48.
De chauffeur, een gedrongen kerel met dikke snor, kwam als de duivel uit een doosje gesprongen. Hij inspecteerde het glas, en nadat hij had vastgesteld dat er geen schade was, kwam hij met moordende blik tot bij de greppel aangelopen. De termen waarmee een Fransman iemand voor rotte vis uitscheldt, waren Joseph minder bekend. Hier en daar ving hij wel iets op, maar hij kon er enkel om glimlachen, - een reactie die de woede van de man ten top dreef.
‘Zie dit!’ onderbrak Joseph hem, wijzend naar de spatten op zijn broek. Even meende hij dat de bestuurder over de greppel zou springen, maar blijkbaar had het reële gevaar dat een tweede treffer hem ongenadig het water in zou drijven, tijdig zijn ogen geopend. De kerel droop af.

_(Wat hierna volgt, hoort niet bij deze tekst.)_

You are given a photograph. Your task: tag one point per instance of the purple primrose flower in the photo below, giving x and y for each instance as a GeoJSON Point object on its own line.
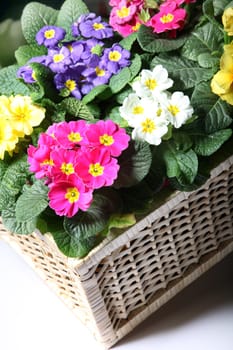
{"type": "Point", "coordinates": [27, 74]}
{"type": "Point", "coordinates": [70, 80]}
{"type": "Point", "coordinates": [116, 58]}
{"type": "Point", "coordinates": [49, 36]}
{"type": "Point", "coordinates": [58, 60]}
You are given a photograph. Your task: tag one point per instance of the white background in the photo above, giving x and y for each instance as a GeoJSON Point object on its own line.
{"type": "Point", "coordinates": [32, 317]}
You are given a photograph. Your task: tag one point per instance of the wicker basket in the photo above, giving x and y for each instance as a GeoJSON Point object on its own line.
{"type": "Point", "coordinates": [127, 278]}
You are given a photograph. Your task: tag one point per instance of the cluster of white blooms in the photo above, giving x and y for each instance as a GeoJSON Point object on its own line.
{"type": "Point", "coordinates": [151, 108]}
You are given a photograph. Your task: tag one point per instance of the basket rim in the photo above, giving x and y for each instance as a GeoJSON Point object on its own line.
{"type": "Point", "coordinates": [110, 244]}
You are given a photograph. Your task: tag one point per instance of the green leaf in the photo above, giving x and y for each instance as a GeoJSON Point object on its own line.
{"type": "Point", "coordinates": [34, 17]}
{"type": "Point", "coordinates": [218, 117]}
{"type": "Point", "coordinates": [95, 92]}
{"type": "Point", "coordinates": [179, 163]}
{"type": "Point", "coordinates": [184, 72]}
{"type": "Point", "coordinates": [13, 180]}
{"type": "Point", "coordinates": [205, 39]}
{"type": "Point", "coordinates": [13, 225]}
{"type": "Point", "coordinates": [135, 66]}
{"type": "Point", "coordinates": [9, 84]}
{"type": "Point", "coordinates": [220, 5]}
{"type": "Point", "coordinates": [70, 11]}
{"type": "Point", "coordinates": [128, 41]}
{"type": "Point", "coordinates": [151, 42]}
{"type": "Point", "coordinates": [24, 53]}
{"type": "Point", "coordinates": [32, 202]}
{"type": "Point", "coordinates": [80, 233]}
{"type": "Point", "coordinates": [134, 163]}
{"type": "Point", "coordinates": [205, 145]}
{"type": "Point", "coordinates": [76, 108]}
{"type": "Point", "coordinates": [120, 80]}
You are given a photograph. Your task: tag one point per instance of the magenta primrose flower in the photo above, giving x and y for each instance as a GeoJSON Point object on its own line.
{"type": "Point", "coordinates": [49, 36]}
{"type": "Point", "coordinates": [108, 135]}
{"type": "Point", "coordinates": [170, 17]}
{"type": "Point", "coordinates": [97, 168]}
{"type": "Point", "coordinates": [68, 196]}
{"type": "Point", "coordinates": [71, 134]}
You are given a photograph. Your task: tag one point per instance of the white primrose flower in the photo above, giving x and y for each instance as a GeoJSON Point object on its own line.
{"type": "Point", "coordinates": [178, 109]}
{"type": "Point", "coordinates": [150, 129]}
{"type": "Point", "coordinates": [134, 108]}
{"type": "Point", "coordinates": [152, 83]}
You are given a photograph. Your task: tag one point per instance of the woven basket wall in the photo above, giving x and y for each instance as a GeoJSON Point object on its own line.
{"type": "Point", "coordinates": [126, 279]}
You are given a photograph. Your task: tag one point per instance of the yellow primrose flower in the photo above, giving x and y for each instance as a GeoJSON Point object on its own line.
{"type": "Point", "coordinates": [227, 20]}
{"type": "Point", "coordinates": [222, 82]}
{"type": "Point", "coordinates": [24, 114]}
{"type": "Point", "coordinates": [8, 139]}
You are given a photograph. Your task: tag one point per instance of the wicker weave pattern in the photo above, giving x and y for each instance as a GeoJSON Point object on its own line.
{"type": "Point", "coordinates": [125, 280]}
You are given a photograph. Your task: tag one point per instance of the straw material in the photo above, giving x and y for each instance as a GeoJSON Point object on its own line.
{"type": "Point", "coordinates": [129, 277]}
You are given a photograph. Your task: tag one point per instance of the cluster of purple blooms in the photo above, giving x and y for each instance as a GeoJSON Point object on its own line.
{"type": "Point", "coordinates": [82, 63]}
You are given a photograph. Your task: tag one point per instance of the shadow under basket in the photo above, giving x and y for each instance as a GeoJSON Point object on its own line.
{"type": "Point", "coordinates": [127, 278]}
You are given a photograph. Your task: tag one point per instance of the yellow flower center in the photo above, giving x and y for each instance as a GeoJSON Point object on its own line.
{"type": "Point", "coordinates": [96, 169]}
{"type": "Point", "coordinates": [49, 34]}
{"type": "Point", "coordinates": [174, 110]}
{"type": "Point", "coordinates": [67, 168]}
{"type": "Point", "coordinates": [98, 26]}
{"type": "Point", "coordinates": [74, 137]}
{"type": "Point", "coordinates": [106, 140]}
{"type": "Point", "coordinates": [123, 12]}
{"type": "Point", "coordinates": [151, 84]}
{"type": "Point", "coordinates": [114, 56]}
{"type": "Point", "coordinates": [136, 27]}
{"type": "Point", "coordinates": [167, 18]}
{"type": "Point", "coordinates": [70, 84]}
{"type": "Point", "coordinates": [58, 58]}
{"type": "Point", "coordinates": [72, 194]}
{"type": "Point", "coordinates": [47, 162]}
{"type": "Point", "coordinates": [138, 110]}
{"type": "Point", "coordinates": [148, 126]}
{"type": "Point", "coordinates": [100, 72]}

Nu kreeg Joseph mooi de kans om op de achterbank te kijken. Ondanks het bevuilde glas was hij er zeker van dat de taxi geen passagier vervoerde. Dan moest de Borsalino ergens rondhangen of naar binnengegaan zijn. Maar gaandeweg sloot de eerste mogelijkheid zichzelf uit. Want behalve het voor hem uitlopende gezin, viel geen hond meer te bespeuren. Joseph bleef staan. Nu hij het gebouw, waarvan sprake in de huurovereenkomst, had gezien, viel het hem op dat het rolluik voor het venster aan de voorgevel, door de groei van een wingerd, die zich over de onderste helft van het afgebladderde houtwerk en tussen de spleten van de afzonderlijke latten had vastgehaakt, al jaren niet meer was opgetrokken. Het gaf iedere voorbijganger vast de indruk dat de hoeve onbewoond was.
Hij wachtte tot de volgende familie hem had ingehaald en vroeg aan een grijze heer in regenjas wie daar woonde. De man trok geënerveerd een wenkbrauw op en liep door, net zoals de rest van de familie. Alleen het jongste dochtertje, dat met haar poedel aan de leiband achteraan hinkelde, vond het nodig iets te zeggen. ‘Waarom smijt u stenen naar de auto's, mijnheer?’